The extreme patchiness of these habitats means that recolonisation may be limited – once habitat is removed and lost there is little opportunity for the organisms to return. Midge dispersal is by localised larval drift and movements within the waterbody, or by adult flight; although midges are generally not strong fliers, distribution from wind may be significant. Without localised sources it is unlikely recolonisation can occur once a madicolous habitat has been destroyed or modified.

Non-biting midges

Non-biting midges are two-winged flies (Diptera) and form the Family Chironomidae. The mosquito-like flies are common inhabitants of almost all freshwater environments throughout the world. Although the adult flies (which form large swarms) can reach nuisance proportions in some circumstances, these midges form an important component of the biodiversity and ecological processes of aquatic ecosystems.

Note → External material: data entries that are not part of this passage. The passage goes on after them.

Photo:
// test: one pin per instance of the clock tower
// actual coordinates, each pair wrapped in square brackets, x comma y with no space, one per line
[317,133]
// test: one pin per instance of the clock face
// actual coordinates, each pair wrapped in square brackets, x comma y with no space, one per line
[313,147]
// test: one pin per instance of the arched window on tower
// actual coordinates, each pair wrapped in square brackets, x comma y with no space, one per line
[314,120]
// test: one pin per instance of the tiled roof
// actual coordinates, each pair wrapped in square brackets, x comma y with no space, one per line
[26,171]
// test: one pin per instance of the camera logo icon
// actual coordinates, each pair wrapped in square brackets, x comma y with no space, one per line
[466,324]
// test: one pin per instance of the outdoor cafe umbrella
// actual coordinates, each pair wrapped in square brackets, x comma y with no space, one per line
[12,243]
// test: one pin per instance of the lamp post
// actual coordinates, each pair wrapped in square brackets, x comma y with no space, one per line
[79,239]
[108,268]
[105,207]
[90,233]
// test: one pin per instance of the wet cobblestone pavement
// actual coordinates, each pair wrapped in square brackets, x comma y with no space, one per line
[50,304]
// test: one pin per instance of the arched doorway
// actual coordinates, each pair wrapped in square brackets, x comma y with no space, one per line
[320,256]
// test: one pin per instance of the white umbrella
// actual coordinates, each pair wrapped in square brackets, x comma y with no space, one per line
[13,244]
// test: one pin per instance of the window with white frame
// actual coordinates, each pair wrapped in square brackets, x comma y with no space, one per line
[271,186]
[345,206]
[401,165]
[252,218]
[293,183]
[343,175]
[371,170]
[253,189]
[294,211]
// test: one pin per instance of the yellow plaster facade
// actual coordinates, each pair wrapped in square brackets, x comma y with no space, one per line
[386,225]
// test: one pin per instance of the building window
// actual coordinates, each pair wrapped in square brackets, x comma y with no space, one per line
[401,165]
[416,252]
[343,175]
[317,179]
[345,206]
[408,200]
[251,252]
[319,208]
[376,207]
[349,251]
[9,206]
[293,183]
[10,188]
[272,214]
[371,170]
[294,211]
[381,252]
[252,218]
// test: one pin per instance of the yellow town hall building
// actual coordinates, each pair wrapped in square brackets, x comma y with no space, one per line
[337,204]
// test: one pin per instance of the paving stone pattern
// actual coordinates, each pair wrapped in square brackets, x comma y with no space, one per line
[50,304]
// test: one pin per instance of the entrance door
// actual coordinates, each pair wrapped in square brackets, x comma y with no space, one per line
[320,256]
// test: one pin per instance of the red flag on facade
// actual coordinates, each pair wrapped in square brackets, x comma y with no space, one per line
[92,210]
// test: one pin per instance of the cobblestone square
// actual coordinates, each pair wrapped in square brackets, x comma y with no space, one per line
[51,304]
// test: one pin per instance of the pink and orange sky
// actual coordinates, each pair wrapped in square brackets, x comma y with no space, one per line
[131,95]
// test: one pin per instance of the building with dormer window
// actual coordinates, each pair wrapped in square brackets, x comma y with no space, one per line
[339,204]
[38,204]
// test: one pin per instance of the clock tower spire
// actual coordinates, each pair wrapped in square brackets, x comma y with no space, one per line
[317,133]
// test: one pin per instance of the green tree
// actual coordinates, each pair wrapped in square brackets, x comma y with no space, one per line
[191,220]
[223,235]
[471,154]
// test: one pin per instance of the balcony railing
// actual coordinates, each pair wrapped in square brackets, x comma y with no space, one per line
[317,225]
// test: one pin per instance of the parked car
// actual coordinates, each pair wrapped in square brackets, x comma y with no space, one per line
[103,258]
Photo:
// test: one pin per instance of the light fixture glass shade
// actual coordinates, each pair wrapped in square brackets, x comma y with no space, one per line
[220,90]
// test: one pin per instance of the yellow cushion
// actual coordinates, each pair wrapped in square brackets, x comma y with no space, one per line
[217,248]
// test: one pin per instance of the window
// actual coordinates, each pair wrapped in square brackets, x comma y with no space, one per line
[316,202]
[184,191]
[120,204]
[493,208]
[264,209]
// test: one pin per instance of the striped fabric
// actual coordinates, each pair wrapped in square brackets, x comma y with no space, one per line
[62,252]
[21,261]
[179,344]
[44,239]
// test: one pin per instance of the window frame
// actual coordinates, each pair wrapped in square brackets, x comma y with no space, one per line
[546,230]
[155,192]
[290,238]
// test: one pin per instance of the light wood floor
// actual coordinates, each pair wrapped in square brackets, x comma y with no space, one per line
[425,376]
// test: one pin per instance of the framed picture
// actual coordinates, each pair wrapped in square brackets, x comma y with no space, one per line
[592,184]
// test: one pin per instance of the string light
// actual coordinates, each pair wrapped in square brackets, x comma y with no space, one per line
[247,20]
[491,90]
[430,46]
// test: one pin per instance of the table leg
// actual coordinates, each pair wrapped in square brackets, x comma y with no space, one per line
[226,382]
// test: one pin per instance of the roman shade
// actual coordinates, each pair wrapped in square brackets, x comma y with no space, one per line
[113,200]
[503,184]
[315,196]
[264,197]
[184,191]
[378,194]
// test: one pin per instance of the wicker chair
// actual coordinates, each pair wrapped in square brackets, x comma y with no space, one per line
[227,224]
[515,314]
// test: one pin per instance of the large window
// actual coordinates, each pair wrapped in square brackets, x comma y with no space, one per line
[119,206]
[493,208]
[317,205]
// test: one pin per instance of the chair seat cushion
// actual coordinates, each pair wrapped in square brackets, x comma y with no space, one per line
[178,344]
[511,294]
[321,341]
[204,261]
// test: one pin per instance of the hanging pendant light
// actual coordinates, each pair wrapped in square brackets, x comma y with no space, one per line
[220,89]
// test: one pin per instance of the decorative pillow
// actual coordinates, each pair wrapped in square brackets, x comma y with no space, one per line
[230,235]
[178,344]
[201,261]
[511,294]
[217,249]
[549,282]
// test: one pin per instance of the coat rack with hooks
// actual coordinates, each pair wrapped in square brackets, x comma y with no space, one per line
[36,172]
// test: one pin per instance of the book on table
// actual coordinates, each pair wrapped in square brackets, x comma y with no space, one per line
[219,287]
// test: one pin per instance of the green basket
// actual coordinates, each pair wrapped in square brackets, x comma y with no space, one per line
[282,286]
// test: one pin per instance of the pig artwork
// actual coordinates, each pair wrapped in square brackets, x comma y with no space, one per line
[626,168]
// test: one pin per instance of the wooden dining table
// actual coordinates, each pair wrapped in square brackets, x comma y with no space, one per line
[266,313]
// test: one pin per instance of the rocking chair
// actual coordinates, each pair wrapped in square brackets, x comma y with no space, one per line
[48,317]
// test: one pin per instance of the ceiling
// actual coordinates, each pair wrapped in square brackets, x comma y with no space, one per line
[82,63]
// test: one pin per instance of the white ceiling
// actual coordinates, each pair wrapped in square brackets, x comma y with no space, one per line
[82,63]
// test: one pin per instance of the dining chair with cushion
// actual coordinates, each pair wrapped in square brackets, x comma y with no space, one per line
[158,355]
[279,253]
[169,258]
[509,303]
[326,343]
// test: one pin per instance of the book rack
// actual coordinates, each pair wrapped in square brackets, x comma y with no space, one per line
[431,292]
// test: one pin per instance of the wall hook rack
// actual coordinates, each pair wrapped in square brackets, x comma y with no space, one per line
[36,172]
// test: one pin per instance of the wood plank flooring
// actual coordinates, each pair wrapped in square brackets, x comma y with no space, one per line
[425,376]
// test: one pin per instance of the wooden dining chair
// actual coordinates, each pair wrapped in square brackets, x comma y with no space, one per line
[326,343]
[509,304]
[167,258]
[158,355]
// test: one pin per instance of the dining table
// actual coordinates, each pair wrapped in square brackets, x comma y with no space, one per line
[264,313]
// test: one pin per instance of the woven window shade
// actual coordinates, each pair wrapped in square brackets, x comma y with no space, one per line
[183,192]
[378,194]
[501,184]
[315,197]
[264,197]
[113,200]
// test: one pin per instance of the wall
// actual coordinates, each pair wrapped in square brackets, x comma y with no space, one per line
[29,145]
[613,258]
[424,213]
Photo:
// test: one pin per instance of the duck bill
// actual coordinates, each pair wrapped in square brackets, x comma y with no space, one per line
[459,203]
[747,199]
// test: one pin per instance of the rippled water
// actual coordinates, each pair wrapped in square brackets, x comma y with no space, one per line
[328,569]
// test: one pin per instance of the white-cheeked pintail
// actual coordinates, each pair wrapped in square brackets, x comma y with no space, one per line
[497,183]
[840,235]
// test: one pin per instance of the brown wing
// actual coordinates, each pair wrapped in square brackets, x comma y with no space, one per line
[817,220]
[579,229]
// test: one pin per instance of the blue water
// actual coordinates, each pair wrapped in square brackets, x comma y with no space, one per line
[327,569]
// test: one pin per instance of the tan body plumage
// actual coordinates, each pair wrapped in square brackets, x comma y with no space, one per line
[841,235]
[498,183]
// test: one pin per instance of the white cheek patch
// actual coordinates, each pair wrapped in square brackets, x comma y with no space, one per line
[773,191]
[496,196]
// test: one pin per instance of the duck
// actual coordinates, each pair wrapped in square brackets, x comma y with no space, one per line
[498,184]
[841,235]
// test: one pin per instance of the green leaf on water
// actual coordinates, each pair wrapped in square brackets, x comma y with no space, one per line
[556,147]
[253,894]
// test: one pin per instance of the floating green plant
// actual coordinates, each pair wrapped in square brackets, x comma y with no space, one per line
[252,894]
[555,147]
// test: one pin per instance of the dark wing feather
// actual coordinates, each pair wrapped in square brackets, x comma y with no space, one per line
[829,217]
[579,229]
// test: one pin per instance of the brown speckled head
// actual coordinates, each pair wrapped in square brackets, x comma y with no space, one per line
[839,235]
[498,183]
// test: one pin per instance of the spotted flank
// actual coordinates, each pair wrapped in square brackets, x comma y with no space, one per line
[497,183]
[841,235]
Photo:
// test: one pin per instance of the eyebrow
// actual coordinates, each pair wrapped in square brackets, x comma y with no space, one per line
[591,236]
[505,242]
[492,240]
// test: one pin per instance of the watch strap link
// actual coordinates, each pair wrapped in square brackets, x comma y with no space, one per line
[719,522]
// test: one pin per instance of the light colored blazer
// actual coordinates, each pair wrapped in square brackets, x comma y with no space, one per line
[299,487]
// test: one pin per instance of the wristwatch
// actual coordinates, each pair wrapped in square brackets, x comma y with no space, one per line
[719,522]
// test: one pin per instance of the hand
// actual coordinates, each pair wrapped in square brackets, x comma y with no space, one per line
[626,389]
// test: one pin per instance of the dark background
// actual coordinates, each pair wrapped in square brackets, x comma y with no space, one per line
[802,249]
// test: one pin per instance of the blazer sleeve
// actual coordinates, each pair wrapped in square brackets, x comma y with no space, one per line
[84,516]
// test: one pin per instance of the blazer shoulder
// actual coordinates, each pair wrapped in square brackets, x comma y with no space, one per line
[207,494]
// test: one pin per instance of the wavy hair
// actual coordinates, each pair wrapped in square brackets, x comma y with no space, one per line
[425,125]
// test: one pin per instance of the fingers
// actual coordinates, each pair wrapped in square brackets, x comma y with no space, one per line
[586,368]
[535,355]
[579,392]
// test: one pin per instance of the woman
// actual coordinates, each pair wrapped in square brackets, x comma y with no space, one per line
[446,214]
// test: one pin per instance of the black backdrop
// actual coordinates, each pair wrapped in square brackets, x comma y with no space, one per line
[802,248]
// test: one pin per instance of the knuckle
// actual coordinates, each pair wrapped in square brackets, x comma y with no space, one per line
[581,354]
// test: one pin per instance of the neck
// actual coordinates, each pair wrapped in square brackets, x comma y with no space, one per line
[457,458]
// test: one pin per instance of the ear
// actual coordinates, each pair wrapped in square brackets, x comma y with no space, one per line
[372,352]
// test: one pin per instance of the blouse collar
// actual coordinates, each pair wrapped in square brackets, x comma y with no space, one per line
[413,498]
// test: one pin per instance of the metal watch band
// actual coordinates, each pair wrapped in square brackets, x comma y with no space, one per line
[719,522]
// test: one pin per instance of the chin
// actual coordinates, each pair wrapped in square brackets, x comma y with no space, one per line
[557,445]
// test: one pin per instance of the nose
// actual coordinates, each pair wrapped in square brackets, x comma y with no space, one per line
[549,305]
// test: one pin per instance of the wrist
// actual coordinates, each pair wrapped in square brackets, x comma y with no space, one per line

The life cycle is comprised of an egg, larva, pupa, and adult. The adults rarely live for more than a day and do not feed, relying instead on the energy resources accumulated during the growth and feeding stages of the larva. Chironomid larvae are maggot-like and different species have adapted to a great variety of habitats, including the madicolous zone.

Dr Ian Boothroyd, formerly of NIWA, continues to contribute to NIWA’s research on the biodiversity of freshwater organisms. He now works as an environmental consultant, and is also a senior lecturer at the University of Auckland.